Development of improved free-air ionisation chamber as absolute dosimetry standard for low-energy X rays in INER.

The National Radiation Standard Laboratory of the Institute of Nuclear Energy Research (INER) designed and constructed an improved Attix style free-air ionisation chamber (FAC) for low-energy X-ray measurements. Clinically, X rays in this energy range are used in mammography radiology. This chamber is also used to perform air-kerma measurements. The original Attix two-sectional design was redesigned by INER using the piston design. The correction factors were determined experimentally for volume estimation, ion recombination and air attenuation. The aperture transmission, wall transmission, electron loss and photon scatter correction factors were determined using Monte Carlo calculations.

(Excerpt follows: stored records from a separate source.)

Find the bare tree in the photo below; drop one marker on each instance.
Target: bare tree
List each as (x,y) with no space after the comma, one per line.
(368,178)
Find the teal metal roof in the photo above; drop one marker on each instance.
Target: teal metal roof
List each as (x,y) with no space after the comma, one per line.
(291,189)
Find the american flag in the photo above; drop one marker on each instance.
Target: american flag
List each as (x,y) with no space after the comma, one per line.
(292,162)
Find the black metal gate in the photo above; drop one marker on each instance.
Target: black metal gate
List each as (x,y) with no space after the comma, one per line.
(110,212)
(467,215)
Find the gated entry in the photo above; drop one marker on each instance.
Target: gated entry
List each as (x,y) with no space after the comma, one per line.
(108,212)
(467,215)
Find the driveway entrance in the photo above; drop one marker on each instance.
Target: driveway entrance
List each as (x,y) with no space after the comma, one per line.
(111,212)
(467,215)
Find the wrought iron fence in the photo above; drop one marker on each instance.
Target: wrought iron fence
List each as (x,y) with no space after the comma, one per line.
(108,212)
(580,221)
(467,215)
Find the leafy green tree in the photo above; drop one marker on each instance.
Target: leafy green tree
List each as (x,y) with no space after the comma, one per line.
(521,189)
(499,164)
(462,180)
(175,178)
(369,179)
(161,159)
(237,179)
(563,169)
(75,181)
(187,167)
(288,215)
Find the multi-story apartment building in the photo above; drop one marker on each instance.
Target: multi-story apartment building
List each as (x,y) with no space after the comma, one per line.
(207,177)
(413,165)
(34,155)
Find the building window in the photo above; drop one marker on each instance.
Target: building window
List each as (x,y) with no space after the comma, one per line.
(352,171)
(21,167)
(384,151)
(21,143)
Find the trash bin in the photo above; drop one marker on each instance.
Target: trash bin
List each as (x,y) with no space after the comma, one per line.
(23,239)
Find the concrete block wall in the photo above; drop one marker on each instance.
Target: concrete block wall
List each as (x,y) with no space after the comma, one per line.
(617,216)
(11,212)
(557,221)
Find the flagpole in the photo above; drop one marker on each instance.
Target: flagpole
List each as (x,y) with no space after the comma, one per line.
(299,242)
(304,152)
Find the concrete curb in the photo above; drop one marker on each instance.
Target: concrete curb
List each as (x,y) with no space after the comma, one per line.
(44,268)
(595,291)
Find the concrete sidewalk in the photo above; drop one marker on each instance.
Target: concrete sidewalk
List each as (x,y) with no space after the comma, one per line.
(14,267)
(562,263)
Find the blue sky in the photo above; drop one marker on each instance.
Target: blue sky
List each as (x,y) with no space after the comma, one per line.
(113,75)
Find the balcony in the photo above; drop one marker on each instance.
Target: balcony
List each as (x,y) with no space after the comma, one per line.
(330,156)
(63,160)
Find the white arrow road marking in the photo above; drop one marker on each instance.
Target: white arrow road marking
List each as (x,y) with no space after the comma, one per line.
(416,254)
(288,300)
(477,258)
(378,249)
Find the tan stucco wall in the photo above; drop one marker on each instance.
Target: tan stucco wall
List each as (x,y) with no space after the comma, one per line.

INER established the Bureau International des Poids et Mesures (BIPM) X-ray beam code and performed a comparison of secondary standard air-kerma calibration factors for 10-50 kV low- energy X rays to verify the experimental accuracy and measurement consistency of the improved chamber. The INER-NMIJ/National Institute of Advanced Industrial Science and Technology (AIST) experimental results comparison using a transfer chamber yielded a difference <1.0% at the 95% confidence level in calibration factors. The overall uncertainty for the X-ray measurement in terms of air kerma was <0.6% at the 95% confidence level. These results indicated that the improved FAC is capable of serving as a primary standard as well as a trace standard in low-energy X-ray calibration services in Taiwan and even forming a basis for the future mammography X-ray air-kerma primary standard.